Чагин вспыхнул окончательно и быстрым, прорвавшимся потоком ненужных и обидных слов наговорил Лыскову самых неприятных вещей. Он говорил, чувствуя, что не следует делать это, и потому раздражался только еще больше и, словно скатываясь с горы, говорил, говорил и говорил, ничего не желая: ни слушать, ни знать, кроме собственного голоса, горячась все больше и больше от звуков этого голоса. Это был какой-то припадок бешенства, припадок, которым разрешилось наконец пережитое в последние сутки Чагиным волнение.
Лысков, как бы понимая состояние, в котором находился его приятель, все по-прежнему спокойно продолжал бриться, давая Чагину выговориться и, главное, устать.

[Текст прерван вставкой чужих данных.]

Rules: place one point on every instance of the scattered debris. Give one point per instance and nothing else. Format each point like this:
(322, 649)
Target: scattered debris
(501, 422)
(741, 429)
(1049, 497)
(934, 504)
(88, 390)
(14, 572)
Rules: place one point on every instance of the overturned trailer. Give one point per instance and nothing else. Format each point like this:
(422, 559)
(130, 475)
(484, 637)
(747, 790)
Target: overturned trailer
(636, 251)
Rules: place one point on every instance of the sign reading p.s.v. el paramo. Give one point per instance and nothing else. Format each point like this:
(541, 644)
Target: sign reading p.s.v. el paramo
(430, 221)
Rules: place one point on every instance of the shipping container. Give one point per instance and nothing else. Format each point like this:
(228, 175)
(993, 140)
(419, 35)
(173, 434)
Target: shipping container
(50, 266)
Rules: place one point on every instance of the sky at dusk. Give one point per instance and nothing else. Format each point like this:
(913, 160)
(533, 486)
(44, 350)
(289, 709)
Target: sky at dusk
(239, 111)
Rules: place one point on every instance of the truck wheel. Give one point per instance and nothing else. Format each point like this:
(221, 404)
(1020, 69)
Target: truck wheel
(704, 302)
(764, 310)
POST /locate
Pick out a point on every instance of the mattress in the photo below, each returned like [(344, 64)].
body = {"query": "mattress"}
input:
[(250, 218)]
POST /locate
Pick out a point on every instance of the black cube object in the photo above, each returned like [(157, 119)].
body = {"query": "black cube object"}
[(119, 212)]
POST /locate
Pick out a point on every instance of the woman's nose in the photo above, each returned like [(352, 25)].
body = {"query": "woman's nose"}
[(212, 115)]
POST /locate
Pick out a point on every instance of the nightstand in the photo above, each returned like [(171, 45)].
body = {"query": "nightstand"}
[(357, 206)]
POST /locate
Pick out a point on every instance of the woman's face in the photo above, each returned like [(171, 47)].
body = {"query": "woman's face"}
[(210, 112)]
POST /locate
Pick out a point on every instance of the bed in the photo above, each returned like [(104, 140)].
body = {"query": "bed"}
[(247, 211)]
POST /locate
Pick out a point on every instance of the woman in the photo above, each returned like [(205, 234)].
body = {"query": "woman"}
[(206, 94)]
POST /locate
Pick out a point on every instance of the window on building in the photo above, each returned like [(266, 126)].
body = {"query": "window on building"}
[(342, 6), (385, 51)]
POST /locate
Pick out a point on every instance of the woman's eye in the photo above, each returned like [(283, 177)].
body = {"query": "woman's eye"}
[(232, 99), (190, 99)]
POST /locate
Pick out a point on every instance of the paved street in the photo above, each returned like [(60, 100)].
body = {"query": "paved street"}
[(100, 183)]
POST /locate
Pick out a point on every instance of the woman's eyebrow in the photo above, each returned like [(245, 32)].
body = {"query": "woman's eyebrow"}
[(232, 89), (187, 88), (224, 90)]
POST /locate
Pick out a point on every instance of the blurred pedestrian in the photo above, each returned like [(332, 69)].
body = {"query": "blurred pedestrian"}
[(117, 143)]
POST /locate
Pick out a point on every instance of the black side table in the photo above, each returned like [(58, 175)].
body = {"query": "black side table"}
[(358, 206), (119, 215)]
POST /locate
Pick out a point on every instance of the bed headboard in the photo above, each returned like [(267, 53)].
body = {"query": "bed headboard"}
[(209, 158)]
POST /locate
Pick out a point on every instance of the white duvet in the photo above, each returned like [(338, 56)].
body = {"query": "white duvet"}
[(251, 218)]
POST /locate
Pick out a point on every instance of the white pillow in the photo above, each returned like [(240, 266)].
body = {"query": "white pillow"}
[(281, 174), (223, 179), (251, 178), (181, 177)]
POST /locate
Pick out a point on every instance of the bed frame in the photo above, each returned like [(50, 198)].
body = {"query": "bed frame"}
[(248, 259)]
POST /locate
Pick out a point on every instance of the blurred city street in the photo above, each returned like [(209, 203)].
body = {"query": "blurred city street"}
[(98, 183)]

– Помилуй! – кричал тот. – У меня такой случай, со мною делают такую подлость, я лечу сломя голову к тебе, к кому лее мне и приехать? И потом ведь это лее общее наше дело, а ты находишь в этом удовольствие и причину для потехи, смеешься! Да, если бы я знал, то для смеха в комедию поехал бы, а не к тебе! Тебе хорошо тут, расположился перед зеркалом, как дома, а побывал бы в моей шкуре!..
Обе щеки Лыскова были уже тщательно выбриты и вымыты.
– Ну вот, видишь ли, – ответил он наконец, – в твоей шкуре, разумеется, я не был, зато в положении, одинаковом с твоим не только находился, но и нахожусь.
– Как так? – удивился Чагин.
– А так! Ты говоришь, бумаги у тебя отнял Пирквиц.